Lentement alors, à l’image de son père Volker, l’Allemagne
s’engagea, non sans heurts, dans un processus de prise de
conscience de cette responsabilité collective.

L’ouvrage de Géraldine Schwarz ouvre une nouvelle fois cette plaie
jamais refermée d’un peuple plus ou moins complice du plus grand
crime de l’histoire de l’humanité. Elle ravive la thèse développée en
son temps par Daniel Goldhagen sur des Allemands devenus les
bourreaux volontaires d’Hitler.

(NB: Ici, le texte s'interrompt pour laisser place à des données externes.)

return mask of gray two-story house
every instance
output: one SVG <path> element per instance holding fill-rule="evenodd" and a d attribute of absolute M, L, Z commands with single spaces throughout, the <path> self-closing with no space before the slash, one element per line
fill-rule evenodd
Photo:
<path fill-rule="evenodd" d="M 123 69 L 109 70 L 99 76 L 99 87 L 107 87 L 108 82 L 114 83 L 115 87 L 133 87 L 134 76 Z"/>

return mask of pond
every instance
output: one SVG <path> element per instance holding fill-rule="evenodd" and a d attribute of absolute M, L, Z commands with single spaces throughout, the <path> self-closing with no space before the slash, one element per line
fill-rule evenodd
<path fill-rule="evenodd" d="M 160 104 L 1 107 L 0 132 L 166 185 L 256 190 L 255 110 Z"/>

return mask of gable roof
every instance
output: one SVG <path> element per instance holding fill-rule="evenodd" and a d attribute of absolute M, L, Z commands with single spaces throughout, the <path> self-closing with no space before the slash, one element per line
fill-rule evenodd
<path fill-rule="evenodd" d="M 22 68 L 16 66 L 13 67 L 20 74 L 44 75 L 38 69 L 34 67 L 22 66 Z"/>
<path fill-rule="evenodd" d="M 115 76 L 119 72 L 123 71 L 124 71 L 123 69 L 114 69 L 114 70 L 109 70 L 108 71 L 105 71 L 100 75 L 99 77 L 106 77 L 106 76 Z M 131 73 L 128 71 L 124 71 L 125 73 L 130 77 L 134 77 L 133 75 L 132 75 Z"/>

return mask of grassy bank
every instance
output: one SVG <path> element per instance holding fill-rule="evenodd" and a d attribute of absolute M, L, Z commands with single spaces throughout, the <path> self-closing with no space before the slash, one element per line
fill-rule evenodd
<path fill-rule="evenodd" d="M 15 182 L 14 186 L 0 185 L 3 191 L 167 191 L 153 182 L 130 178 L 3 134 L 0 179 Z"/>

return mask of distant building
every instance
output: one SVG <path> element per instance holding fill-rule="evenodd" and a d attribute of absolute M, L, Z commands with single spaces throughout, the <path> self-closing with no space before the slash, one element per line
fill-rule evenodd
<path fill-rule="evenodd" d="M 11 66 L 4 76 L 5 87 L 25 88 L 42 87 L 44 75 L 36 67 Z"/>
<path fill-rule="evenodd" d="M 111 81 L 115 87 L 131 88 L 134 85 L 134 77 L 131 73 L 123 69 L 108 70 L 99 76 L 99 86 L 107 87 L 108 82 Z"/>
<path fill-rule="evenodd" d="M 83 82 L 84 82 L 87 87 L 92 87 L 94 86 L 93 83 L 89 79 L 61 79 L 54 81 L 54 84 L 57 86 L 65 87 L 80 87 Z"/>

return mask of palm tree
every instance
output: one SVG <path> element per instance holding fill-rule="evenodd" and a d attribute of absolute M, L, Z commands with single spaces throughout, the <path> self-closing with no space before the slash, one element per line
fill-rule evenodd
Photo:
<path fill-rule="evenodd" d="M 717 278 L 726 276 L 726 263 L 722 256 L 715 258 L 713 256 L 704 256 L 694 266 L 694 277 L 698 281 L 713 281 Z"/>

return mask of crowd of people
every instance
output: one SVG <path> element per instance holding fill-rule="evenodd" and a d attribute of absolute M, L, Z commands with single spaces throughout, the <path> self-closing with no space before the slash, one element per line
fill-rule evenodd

Mais à la différence près que Karl
Schwarz, s’il fut d’une certaine manière un bourreau, il le devint
malgré lui. A l’heure de l’entrée d’un mouvement d’extrême droite
au Bundestag, les Amnésiques s’adressent ainsi à la mémoire de
toute une nation. En déroulant sa pelote familiale jusqu’à notre
époque récente, le récit de Géraldine Schwarz n’est pas une
succession de souvenirs mais plutôt un avertissement.

Laurent Pfaadt

Géraldine Schwarz,
les Amnésiques,
Flammarion, 352p, 2017

Geraldine Schwarz présentera son livre à la librairie Kléber
de Strasbourg le 4 novembre.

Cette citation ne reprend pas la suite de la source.